Understanding where your business is, and where it's going, is “not just a matter of sitting down and looking at the sales reports once a week,” Siegal points out.
KEY METRICS At its three-day Business Plan Boot Camps, held twice a year, CCN presenters — which include both contractors and accountants — show how to develop a plan as a document containing regularly updated key metrics.
Scott Barr, owner of Southwest Exteriors, a siding and window company in San Antonio, says that his business plan evolved into a strategic plan, organized around the company's major goals — in sales, production, marketing — and what's being done to advance them. To avoid endless meetings, Southwest Exteriors went to a “daily huddle” system where each department starts the day with a five-minute all-employee consultation about what needs to be accomplished.

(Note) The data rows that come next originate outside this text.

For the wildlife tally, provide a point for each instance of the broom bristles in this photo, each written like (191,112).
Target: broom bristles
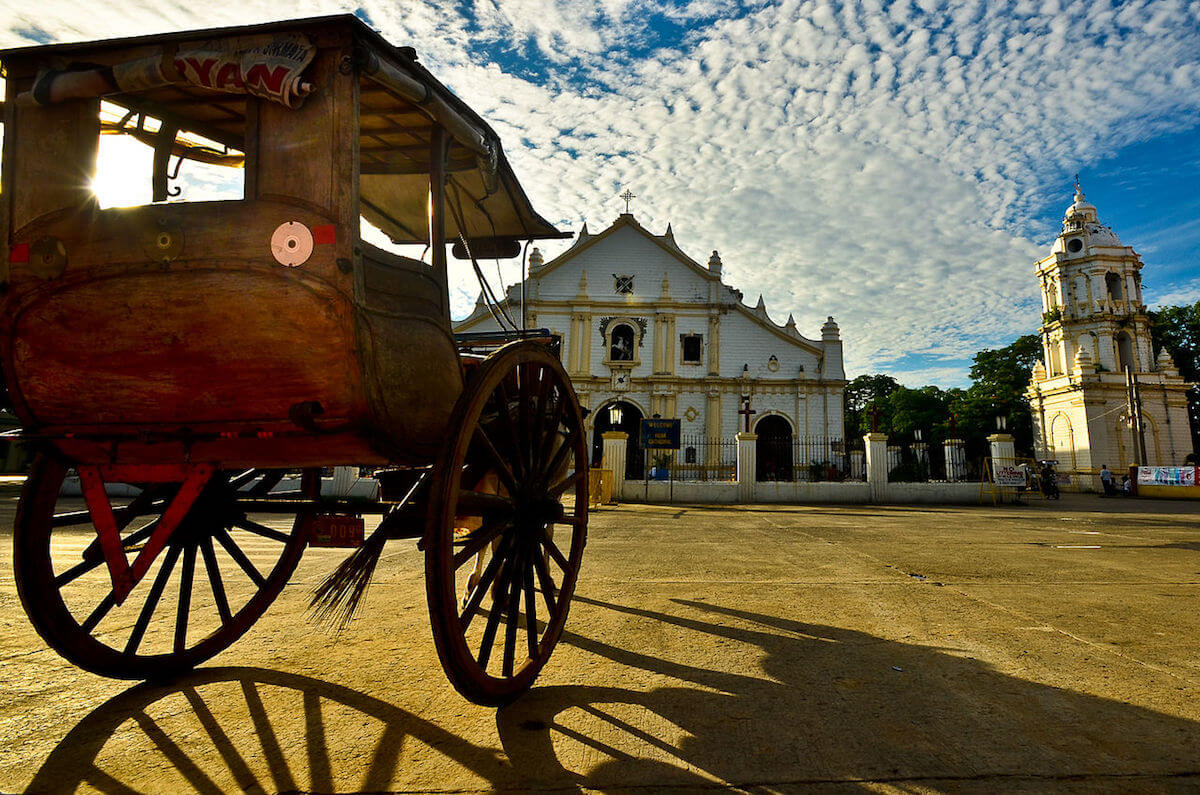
(337,598)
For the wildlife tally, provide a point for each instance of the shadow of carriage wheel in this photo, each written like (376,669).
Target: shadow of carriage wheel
(201,745)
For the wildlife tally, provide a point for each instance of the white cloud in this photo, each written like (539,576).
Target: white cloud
(880,162)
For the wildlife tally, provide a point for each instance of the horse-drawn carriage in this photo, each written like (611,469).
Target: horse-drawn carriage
(190,359)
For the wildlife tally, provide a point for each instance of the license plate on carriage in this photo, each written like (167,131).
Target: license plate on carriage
(336,531)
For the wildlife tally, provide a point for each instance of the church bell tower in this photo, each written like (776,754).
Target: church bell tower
(1096,340)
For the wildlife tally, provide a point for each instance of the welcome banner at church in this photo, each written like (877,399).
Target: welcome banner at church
(1167,476)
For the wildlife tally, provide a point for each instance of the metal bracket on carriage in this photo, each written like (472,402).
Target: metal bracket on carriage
(305,413)
(93,478)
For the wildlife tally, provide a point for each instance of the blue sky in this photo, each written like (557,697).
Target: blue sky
(897,165)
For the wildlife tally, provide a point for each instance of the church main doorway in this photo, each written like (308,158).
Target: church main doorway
(774,460)
(621,416)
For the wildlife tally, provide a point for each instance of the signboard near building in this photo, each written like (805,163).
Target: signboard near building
(660,434)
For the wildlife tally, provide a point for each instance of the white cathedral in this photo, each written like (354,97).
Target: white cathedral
(648,332)
(1096,339)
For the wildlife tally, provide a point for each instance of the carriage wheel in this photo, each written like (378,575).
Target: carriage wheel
(169,621)
(497,574)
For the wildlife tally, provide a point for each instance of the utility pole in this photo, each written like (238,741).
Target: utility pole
(1133,410)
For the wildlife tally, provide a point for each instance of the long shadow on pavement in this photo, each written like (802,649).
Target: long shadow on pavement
(831,705)
(227,729)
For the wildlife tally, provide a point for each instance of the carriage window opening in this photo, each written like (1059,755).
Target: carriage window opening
(622,344)
(199,169)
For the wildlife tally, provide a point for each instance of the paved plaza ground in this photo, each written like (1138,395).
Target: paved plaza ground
(1050,646)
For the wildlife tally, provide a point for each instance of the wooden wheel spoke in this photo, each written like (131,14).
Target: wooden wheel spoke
(477,539)
(185,598)
(479,503)
(161,619)
(493,619)
(497,462)
(214,571)
(93,556)
(504,416)
(550,429)
(160,583)
(240,557)
(539,447)
(99,614)
(513,607)
(555,553)
(531,609)
(565,483)
(485,581)
(252,526)
(546,583)
(525,395)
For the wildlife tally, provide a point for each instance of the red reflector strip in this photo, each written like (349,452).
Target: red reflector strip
(324,235)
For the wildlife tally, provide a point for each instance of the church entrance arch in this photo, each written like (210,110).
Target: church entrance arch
(625,417)
(774,458)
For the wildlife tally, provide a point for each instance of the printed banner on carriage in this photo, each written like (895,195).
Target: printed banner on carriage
(660,434)
(1167,476)
(1008,474)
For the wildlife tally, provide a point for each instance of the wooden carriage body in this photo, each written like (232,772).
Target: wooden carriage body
(172,332)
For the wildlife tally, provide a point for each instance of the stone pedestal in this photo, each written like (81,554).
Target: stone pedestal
(893,456)
(748,474)
(955,459)
(876,464)
(857,465)
(613,458)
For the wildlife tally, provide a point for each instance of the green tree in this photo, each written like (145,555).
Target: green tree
(865,394)
(1000,378)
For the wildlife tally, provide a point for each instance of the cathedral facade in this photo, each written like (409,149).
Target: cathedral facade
(1099,395)
(648,332)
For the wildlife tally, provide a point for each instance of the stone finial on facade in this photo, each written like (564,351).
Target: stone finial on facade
(1167,364)
(714,263)
(1084,363)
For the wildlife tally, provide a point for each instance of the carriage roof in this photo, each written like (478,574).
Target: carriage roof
(400,102)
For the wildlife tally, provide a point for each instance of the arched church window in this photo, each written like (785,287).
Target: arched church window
(1113,281)
(622,344)
(1125,352)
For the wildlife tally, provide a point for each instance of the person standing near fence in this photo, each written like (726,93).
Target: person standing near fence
(1107,480)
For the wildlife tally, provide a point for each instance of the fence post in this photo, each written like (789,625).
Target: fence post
(876,464)
(613,458)
(748,448)
(857,465)
(955,459)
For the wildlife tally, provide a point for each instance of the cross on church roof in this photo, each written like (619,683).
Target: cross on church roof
(627,196)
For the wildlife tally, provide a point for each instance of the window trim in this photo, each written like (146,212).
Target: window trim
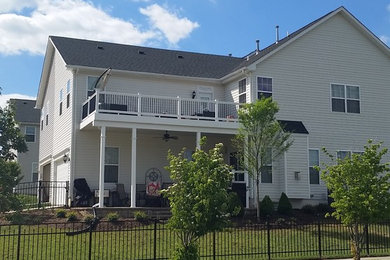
(25,133)
(309,166)
(257,86)
(112,164)
(245,92)
(32,171)
(345,98)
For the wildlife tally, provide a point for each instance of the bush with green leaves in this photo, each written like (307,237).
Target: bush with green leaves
(60,213)
(199,198)
(112,216)
(266,207)
(141,216)
(71,216)
(284,205)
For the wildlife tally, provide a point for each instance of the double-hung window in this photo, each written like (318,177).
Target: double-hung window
(111,165)
(30,134)
(264,87)
(314,160)
(266,170)
(345,98)
(91,82)
(242,91)
(61,98)
(68,94)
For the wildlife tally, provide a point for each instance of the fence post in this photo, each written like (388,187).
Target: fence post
(67,194)
(90,243)
(39,193)
(268,240)
(18,246)
(214,249)
(367,239)
(319,239)
(155,240)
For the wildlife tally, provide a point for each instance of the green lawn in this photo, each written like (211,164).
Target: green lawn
(123,241)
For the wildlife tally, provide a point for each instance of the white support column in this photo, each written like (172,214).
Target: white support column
(101,171)
(133,187)
(198,136)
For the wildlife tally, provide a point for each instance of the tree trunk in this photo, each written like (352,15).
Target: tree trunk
(355,247)
(258,199)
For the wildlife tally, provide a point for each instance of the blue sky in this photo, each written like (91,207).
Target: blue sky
(207,26)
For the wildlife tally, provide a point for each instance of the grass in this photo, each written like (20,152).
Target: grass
(125,241)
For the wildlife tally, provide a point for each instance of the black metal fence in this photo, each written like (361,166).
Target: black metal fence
(132,240)
(43,193)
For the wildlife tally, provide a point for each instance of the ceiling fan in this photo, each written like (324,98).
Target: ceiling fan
(167,136)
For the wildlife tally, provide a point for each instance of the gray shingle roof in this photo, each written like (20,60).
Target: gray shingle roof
(25,111)
(97,54)
(142,59)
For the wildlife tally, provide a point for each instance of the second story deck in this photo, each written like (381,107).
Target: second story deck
(159,110)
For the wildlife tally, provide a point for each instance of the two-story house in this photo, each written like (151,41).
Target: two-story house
(27,118)
(331,80)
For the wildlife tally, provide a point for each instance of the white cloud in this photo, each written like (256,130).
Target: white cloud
(4,98)
(16,5)
(385,39)
(78,19)
(173,27)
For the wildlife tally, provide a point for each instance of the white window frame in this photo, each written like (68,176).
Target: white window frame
(244,92)
(35,133)
(312,166)
(33,171)
(272,175)
(110,164)
(87,88)
(345,99)
(261,91)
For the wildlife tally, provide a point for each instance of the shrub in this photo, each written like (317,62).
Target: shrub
(112,216)
(284,206)
(140,216)
(71,216)
(190,252)
(266,207)
(88,218)
(60,213)
(308,209)
(235,205)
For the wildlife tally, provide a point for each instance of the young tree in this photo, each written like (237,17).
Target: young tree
(199,198)
(260,139)
(11,140)
(360,188)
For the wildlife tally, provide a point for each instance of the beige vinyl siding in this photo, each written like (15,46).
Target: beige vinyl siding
(334,52)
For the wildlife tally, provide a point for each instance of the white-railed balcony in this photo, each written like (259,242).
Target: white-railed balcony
(104,102)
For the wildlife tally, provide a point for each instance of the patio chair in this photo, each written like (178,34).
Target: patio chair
(83,194)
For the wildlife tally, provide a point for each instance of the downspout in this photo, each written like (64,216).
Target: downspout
(72,151)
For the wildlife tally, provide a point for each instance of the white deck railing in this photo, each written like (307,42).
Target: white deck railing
(159,106)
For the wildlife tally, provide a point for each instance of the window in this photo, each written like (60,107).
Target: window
(68,94)
(264,87)
(30,134)
(266,171)
(34,172)
(314,160)
(345,98)
(242,91)
(238,171)
(111,165)
(61,97)
(91,82)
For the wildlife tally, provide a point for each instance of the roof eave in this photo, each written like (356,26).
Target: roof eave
(149,74)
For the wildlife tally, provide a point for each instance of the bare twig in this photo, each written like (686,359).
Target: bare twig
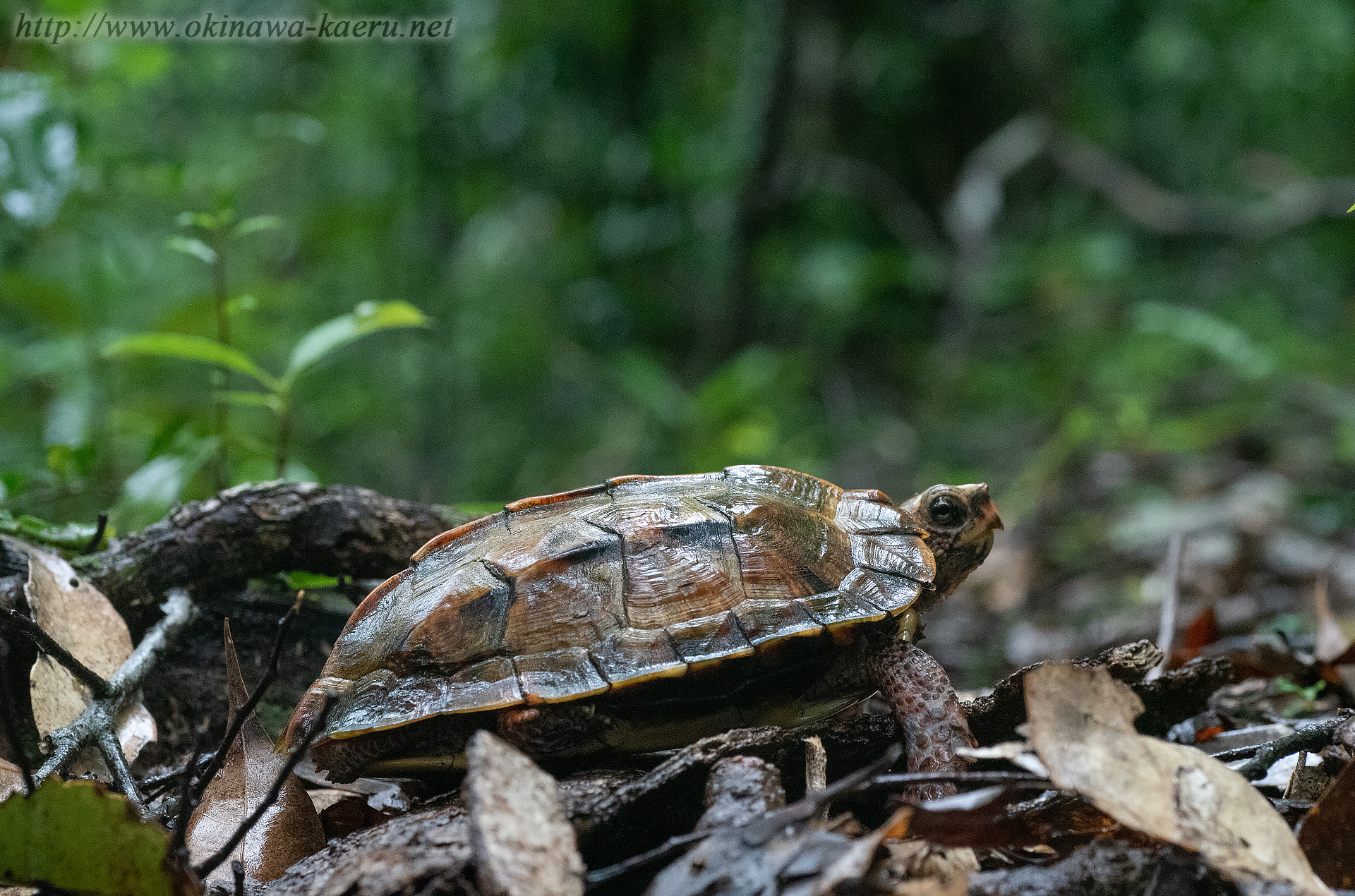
(908,778)
(22,625)
(11,732)
(237,719)
(183,811)
(209,864)
(1312,739)
(671,846)
(256,531)
(98,723)
(816,769)
(98,534)
(1167,625)
(112,750)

At Legacy Remodeling, in Pittsburgh, developing an annual plan takes four to six weeks, according to CEO Ken Moeslein. That discussion and plan includes “what's worked in the past and what we need get rid of,” he says. Moeslein credits the ongoing planning document with helping his firm make the transition to a new product — design/build projects — when revenue from several other lines the company provides declined.
TEAM ACTION Tim Berry, author of The-Plan-As-You Go Business Plan and a business planning expert, says that an ongoing yearly business plan should provide “the knobs to adjust” when the unforeseen, say an unexplained drop in sales or a sudden rise in service calls, happens. In a well-run organization, he says, that plan consists of “self-managing, self-perpetuating metrics” provided to the owner or general manager by team leaders. “It's live, it gets reviewed often and it helps you to steer your business,” Berry says.
Siegal adds that a big reason why well-meaning owners ignore the business plan they put so much effort into creating is that it's a solo project. That's why CCN asks owners coming to the business plan boot camp to bring two key managers.